"Human-in-the-loop" is a phrase that's often used as cover for "we don't trust the agent yet". Used properly, it's a deliberate design choice with four distinct patterns. This essay walks through each.
Why HITL even exists
Regulators (NIST AI RMF MANAGE-2.4, EU AI Act Art. 14) require human oversight for high-risk AI systems. Customers (especially in regulated B2B) require it as a trust signal. And operators require it during shadow-mode rollout (per the Heart spoke).
Not every workflow needs HITL. Adding it where it's not needed adds latency + cost + a human bottleneck. The art is putting it precisely where it matters.
The four patterns
Pattern 1 — Approval gate
The agent prepares the decision; a human reviews and approves before action.
Right for: high-stakes irreversible actions (contract sends, fund transfers, regulator filings).
Cost: high latency (typically 1–4 hours during business hours). Use sparingly.
Substrate support: Heart's requires_approval flag + the operator-side approvals queue.
Pattern 2 — Confidence escalation
The agent acts autonomously when confidence is above a threshold; escalates to a human when below.
Right for: variable-quality work where most cases are clear-cut but some are not.
Cost: lower than Pattern 1 — only ~10–20% of cases escalate.
Substrate support: confidence threshold per task type; escalation routes to a designated reviewer agent or human.
Pattern 3 — Sample audit
The agent acts autonomously on all cases; a random sample (5–20%) goes to a human reviewer for quality audit.
Right for: high-volume work where individual case stakes are low but aggregate quality matters.
Cost: low marginal latency. The sample is what produces the eval data that justifies the autonomous bulk.
Substrate support: sample-rate config per task type; reviewer dashboard shows the sample with full four-tuple context.
Pattern 4 — Override channel
The agent acts autonomously; a human can intervene to override at any time.
Right for: ambient long-running agents (monitoring, drafting, scheduling) where the human catches the agent mid-task.
Cost: near-zero. Intervention is opportunistic.

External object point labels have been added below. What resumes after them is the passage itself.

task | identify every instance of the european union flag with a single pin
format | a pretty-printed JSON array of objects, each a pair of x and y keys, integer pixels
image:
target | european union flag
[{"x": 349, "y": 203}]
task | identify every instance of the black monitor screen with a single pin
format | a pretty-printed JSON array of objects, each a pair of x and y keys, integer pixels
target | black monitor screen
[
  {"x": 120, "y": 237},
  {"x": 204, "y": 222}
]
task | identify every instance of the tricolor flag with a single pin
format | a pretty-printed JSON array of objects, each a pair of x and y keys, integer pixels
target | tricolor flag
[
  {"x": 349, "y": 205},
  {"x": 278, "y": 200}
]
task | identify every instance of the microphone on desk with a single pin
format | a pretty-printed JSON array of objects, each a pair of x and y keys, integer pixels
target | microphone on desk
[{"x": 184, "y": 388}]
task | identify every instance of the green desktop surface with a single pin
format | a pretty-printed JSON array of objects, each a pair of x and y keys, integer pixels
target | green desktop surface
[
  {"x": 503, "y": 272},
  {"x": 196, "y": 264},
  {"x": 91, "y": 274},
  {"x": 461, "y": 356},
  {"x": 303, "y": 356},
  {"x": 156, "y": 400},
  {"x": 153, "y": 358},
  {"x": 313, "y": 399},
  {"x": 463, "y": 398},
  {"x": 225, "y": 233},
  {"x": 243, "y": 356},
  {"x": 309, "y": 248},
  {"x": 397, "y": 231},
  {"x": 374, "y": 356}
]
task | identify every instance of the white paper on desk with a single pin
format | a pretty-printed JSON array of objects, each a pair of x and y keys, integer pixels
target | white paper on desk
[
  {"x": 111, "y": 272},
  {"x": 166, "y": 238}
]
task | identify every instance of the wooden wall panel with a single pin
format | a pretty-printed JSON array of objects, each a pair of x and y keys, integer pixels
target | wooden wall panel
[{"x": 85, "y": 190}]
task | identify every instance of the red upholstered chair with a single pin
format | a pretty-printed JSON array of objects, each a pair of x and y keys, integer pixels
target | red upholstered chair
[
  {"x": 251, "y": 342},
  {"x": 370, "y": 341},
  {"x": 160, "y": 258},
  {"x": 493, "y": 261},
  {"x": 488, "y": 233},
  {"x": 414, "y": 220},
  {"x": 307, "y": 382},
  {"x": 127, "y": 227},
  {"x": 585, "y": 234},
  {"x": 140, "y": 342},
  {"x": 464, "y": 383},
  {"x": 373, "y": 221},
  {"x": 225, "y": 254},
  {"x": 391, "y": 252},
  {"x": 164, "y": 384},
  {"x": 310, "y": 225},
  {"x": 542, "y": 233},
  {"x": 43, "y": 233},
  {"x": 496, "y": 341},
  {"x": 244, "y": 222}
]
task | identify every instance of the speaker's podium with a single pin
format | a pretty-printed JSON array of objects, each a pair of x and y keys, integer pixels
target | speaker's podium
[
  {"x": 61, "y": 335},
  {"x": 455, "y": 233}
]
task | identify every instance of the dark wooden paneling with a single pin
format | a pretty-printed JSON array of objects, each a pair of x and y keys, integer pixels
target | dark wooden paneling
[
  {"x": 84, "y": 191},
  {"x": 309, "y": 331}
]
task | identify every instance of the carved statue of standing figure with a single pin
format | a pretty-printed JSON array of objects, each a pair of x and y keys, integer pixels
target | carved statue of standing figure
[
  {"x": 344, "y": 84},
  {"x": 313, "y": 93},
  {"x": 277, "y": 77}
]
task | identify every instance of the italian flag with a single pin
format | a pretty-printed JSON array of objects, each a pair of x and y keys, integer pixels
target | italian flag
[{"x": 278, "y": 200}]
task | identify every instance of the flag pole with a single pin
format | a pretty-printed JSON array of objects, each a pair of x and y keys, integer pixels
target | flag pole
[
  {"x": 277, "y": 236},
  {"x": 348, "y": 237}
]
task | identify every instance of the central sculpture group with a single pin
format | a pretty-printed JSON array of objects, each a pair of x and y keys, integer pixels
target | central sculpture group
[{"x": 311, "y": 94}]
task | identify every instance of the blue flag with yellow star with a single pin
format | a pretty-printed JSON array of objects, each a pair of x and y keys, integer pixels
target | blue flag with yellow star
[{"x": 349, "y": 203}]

Substrate support: every Heart task has an interrupt() operation that can be triggered from the operator UI; the agent's next heartbeat respects the interrupt.
Picking the pattern
| Case stakes | Volume | Pattern |
|---|---|---|
| High, irreversible | Low | 1 — Approval gate |
| Medium, mostly clear-cut | Medium-high | 2 — Confidence escalation |
| Low, but quality matters in aggregate | High | 3 — Sample audit |
| Ambient, drifty | Low-medium | 4 — Override channel |
Many production workflows use combinations: a confidence escalation as the default + a sample audit on the autonomous bulk + an override channel always on.
What HITL is NOT
It's not "send the agent's output to a human for a thumbs-up before acting on it". That's Pattern 1, and it's the most expensive option. Most workflows don't need it.
It's not a substitute for evaluation. HITL catches what evals miss; it doesn't replace them. A workflow with strong HITL + no evals will degrade slowly without anyone noticing.
It's not permanent. The shadow-mode → HITL → autonomous progression is the path. Most cases sit at HITL for 3–6 months while eval data accumulates, then move to autonomous.
FAQ
Q: How do you choose the confidence threshold for Pattern 2?
A: Empirically. Start at 0.7. Measure agreement-with-human on the cases that would have escalated vs the ones that didn't. Adjust until the threshold is where human review catches enough quality issues to justify its cost.
Q: Doesn't Pattern 3 mean some bad decisions slip through?
A: Yes. That's why it's only right when individual case stakes are low. The aggregate quality control comes from acting on the audit findings.
Q: How does this relate to the compliance pillar?
A: Pillar P4 covers what regulators require. This spoke covers what patterns work in practice. Both inform the deployment posture.